2019年1月4日(金)
星の赤ちゃん包む“ドーナツ”
内と外で傾きにずれ
|
南米チリにある巨大電波望遠鏡「アルマ」を使った観測で、星の赤ちゃんを包むガスとちりでできたドーナツ状の円盤が内側と外側に分かれ、それぞれの回転軸の傾きがずれているのを発見したと、理化学研究所や千葉大学などの研究グループが31日付の科学誌『ネイチャー』電子版に発表しました。
星が成長するにつれて円盤(原始惑星系円盤)の中では惑星が形成されます。このため、今回の発見は惑星軌道の回転軸の傾きにばらつきのある惑星系の起源などの解明につながると期待されます。
研究グループはおうし座の方向、地球から450光年離れたところにある太陽型の原始星(星の赤ちゃん)「IRAS04368+2557」を観測しました。これまでの観測で、この原始星の周りには円盤があることがわかっています。円盤は形成途上で、周囲からガスやちりが次々と集まっています。
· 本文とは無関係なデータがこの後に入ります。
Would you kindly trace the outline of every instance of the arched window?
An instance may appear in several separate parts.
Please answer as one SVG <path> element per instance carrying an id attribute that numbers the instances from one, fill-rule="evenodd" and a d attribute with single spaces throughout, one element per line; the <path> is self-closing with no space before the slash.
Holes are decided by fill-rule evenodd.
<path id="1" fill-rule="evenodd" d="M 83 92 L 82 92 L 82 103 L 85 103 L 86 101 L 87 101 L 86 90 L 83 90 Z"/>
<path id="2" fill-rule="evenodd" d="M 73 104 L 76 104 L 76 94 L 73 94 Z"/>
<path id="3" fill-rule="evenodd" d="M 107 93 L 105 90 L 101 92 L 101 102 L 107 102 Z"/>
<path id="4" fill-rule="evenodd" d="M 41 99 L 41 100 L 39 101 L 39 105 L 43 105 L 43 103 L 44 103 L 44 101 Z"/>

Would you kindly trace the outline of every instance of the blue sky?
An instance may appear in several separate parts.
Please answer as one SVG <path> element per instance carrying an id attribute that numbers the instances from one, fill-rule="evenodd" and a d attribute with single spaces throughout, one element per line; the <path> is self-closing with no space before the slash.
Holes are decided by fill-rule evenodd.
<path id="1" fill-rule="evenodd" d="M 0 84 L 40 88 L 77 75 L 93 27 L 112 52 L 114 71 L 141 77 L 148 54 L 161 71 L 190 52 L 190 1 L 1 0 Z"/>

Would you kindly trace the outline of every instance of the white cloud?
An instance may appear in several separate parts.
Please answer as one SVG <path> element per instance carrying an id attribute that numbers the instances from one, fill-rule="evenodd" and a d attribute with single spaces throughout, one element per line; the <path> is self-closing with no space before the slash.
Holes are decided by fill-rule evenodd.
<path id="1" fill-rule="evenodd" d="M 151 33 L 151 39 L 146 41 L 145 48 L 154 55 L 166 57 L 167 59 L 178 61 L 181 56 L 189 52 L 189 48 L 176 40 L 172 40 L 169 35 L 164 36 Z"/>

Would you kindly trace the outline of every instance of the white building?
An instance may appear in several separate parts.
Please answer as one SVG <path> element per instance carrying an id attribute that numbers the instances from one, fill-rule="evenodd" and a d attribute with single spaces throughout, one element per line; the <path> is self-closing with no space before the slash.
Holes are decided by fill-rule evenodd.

今回の観測の結果、円盤は原始星から40~60天文単位(1天文単位は太陽と地球の距離で約1億5000万キロ)の位置で急に変化していることがわかりました。この位置を境に、円盤は内側と外側に分かれ、それぞれの回転軸の傾きがずれていることが示されたといいます。
このような構造は「ワープ構造」と呼ばれ、これまで伴星を持つ進化の進んだ原始惑星系円盤では知られ、近年、次々と発見されている惑星軌道の回転軸の傾きにばらつきのある惑星系などの起源として注目されていました。今回のように、伴星を持たない初期の原始惑星系円盤で「ワープ構造」が見つかったのは初めてです。
研究グループは、円盤へと集まってくるガスやちりの回転軸が時間とともに変化しているからだと考えています。